Wenn man vom Übersetzen leben will, muss man auf vieles verzichten, nicht nur materiell. Manchmal muss ich das Bedürfnis, selbst zu schreiben, unterdrücken, weil dafür kein Raum, keine Energie bleibt; manchmal trauere ich meiner Freude am Analysieren und Interpretieren von Texten nach, die viel zu kurz kommt. Vermutlich geht all das – sublimiert – in die Übersetzung ein. Meine Aufgabe ist es, den deutschen Lesern gute polnische Literatur zu schenken. Wenn ich spüre, dass die Begeisterung, Nachdenklichkeit oder auch Erschütterung, die der polnische Text in mir auslöst, sich auf den deutschen Leser überträgt, kann ich zufrieden sein.
Wilhelm Genazino schreibt in einem Essay: „Die meisten Menschen lesen nur, um ihre Unruhe zu bändigen. (...) Eine gelungene Lektüre versetzt sie gar in die Täuschung, im Text selber eine Art Zuhause, eine überindividuelle Heimat zu finden, von der sie gleichzeitig wissen, daß sie eine Vorspiegelung ist.“ So sehr ich Genazinos brillante Texte schätze, in diesem letzten Punkt bin ich nicht seiner Meinung: Das Zuhause, das wir in der Literatur finden, ist nicht vorgespiegelt – es ist vielleicht wahrhaftiger und dauerhafter als jede andere Heimat.

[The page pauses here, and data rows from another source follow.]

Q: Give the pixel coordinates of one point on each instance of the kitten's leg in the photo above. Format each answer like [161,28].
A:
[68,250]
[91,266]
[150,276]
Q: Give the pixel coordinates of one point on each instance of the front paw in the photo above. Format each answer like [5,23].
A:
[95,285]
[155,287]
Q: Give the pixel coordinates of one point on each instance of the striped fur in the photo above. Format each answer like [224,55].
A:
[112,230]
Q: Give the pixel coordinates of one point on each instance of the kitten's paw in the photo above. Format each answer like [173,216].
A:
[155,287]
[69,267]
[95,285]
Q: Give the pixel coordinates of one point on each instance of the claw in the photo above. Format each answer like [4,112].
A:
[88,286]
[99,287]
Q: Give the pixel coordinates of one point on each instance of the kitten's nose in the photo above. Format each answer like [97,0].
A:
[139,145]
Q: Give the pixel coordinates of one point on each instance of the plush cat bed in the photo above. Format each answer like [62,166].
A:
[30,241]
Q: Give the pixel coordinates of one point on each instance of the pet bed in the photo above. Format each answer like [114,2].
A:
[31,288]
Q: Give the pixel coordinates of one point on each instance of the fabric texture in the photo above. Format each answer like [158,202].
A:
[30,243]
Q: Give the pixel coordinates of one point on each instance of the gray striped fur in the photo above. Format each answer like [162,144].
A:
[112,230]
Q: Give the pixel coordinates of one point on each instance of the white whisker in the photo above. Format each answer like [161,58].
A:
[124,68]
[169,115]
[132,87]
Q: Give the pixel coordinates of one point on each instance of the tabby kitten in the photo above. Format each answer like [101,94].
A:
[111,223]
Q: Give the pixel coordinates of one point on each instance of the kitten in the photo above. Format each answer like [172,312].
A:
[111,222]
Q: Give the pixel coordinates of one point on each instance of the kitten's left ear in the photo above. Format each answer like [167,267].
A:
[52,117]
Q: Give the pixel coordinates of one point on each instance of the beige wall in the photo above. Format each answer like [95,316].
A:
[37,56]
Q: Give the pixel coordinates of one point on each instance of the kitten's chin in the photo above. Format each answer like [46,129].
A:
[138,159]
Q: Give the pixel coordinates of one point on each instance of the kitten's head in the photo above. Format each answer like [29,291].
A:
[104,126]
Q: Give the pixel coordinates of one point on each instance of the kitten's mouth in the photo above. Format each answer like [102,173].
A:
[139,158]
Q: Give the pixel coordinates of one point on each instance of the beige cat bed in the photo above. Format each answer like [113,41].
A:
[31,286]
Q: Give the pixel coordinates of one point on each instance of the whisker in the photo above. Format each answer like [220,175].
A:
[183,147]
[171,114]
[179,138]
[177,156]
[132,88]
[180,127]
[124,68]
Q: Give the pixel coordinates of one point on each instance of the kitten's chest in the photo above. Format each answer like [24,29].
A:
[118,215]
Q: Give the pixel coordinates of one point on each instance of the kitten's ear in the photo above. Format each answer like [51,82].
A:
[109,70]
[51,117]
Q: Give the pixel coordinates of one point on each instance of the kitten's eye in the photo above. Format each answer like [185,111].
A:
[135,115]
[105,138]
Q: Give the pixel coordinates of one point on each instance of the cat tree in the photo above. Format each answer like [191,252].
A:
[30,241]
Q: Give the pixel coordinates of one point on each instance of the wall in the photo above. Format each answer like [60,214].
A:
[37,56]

Denn die Geborgenheit in der Literatur kann uns nicht abhanden kommen. Wir verlieren sie erst, wenn wir uns selbst verlieren.
Ich danke der Robert Bosch Stiftung für diesen Preis, für ihr großes Engagement für die Literatur und die Übersetzer, ich danke den Jury-Mitgliedern, die mich auserkoren haben, ich danke Herrn Dr. Dedecius, dessen ungewöhnliche Persönlichkeit viele Jahre die Atmosphäre des Deutschen Polen-Instituts bestimmt hat und dessen charmante Mischung aus Leichtigkeit und Strenge meine Arbeit sicher mehr geprägt hat, als mir damals bewusst war.
Und schließlich danke ich meinen Autoren für ihre wunderbaren Romane, Erzählungen, Gedichte, für ihre Hilfsbereitschaft, den Zutritt zu ihrer Welt, für all die Gespräche und Geschichten – und für ihre Freundschaft, die mein Leben reicher macht.